Many stationary series have recognizable patterns for their ACF and PACF, which makes them excellent for identifying the type of ARIMA model to use. However, in raw form, most data are not stationary. A continuous downward trend, for example, violates the stationary since the mean is not constant with t. If the mean and variance are changing, it makes prediction very difficult!

If we remove the trend that causes these violations, we can start to understand the factors that are generating the other seasonal or periodic components.

1.1 How to Transform Data to Stationary

To make data stationary, we must remove the trend, thus the most important step in this process is correctly identifying and modeling the trend within the time series. We do this through various curve fitting techniques, such as linear regression, polynomial regression, or more complex curve fitting techniques.

We can see that the Global temperature data from TSA1 is not stationary, as there is a clear increasing trend over time. This is one of the easier non-stationary to work with, whereby the process has stationary behavior around the clear linear trend. \[xt = μt + yt\]

where xt are the observations, μt is the trend, and yt is some random stationary process.

In this case, attaining stationarity can be achieved by generating a reasonable linear estimate of the trend component, and then simply subtract the trend and work just with the residuals (leftover error). However, in many cases, the trend is not linear and has to be fit with alternative methods.

An alternative to curve fitting approaches to remove the trend is first differencing. A non-stationary time series can be made stationary by taking the first (or higher order) differences. The first difference is the time series at time t minus the series at time t - 1. If for example the slope of the mean is also changing with time (quadratic), we can apply the second difference, or the first difference of the first difference.

fit = lm(gtemp~time(gtemp), na.action=NULL) # generate linear model
par(mfrow=c(2, 1))
plot(resid(fit), type='o', main="Detrended")
plot(diff(gtemp), type='o', main='First Difference')

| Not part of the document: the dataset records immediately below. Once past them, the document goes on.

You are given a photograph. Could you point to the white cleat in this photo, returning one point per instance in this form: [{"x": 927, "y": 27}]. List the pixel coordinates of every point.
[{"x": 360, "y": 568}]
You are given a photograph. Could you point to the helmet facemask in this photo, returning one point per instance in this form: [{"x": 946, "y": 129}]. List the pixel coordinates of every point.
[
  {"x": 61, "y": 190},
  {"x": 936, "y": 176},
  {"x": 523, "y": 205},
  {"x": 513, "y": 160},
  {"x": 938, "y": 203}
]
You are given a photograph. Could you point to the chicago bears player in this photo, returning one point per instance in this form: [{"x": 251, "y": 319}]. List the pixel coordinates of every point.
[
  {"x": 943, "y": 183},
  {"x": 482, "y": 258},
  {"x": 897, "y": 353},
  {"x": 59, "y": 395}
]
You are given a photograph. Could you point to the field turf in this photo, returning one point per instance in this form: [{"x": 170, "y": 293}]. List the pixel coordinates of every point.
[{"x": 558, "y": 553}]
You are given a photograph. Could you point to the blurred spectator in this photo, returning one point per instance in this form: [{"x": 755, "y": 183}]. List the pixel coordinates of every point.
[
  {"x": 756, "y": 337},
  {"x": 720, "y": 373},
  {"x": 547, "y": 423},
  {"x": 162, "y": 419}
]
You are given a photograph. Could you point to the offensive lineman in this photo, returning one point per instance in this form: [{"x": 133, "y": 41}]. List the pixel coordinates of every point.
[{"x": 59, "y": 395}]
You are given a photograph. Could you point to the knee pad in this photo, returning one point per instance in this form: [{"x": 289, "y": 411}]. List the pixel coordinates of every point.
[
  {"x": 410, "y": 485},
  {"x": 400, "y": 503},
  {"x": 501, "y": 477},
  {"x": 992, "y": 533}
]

plot of chunk unnamed-chunk-3

To verify that our data has indeed become stationary, we can consult an ACF plot.

par(mfrow=c(3, 1))
acf(gtemp, 48, main='gtemp')
acf(resid(fit), 48, main='detrended')
acf(diff(gtemp), 48, main='first differences')

plot of chunk unnamed-chunk-4

An advantage of differencing over detrending is that no parameters are estimated in the differences operation. However, this benefit is also a disadvantage if you want to utilize an estimate of the trend at some point anyways. However, if the goal is simply to coerce the data to stationarity, differencing may be more appropriate.

Note: not explored here, yet there is also a technique called fractional differencing, whereby we can apply non-linear transformations to coerce the data to stationary. Ex. Log transformation.

We will see that by understanding how to detrend a time series, we gain insight into how we will model it later. For example, we can see that we can eliminate almost all auto correlation in the global temperature data by applying first differences detrending. This may imply that this series is nearly a random walk with drift.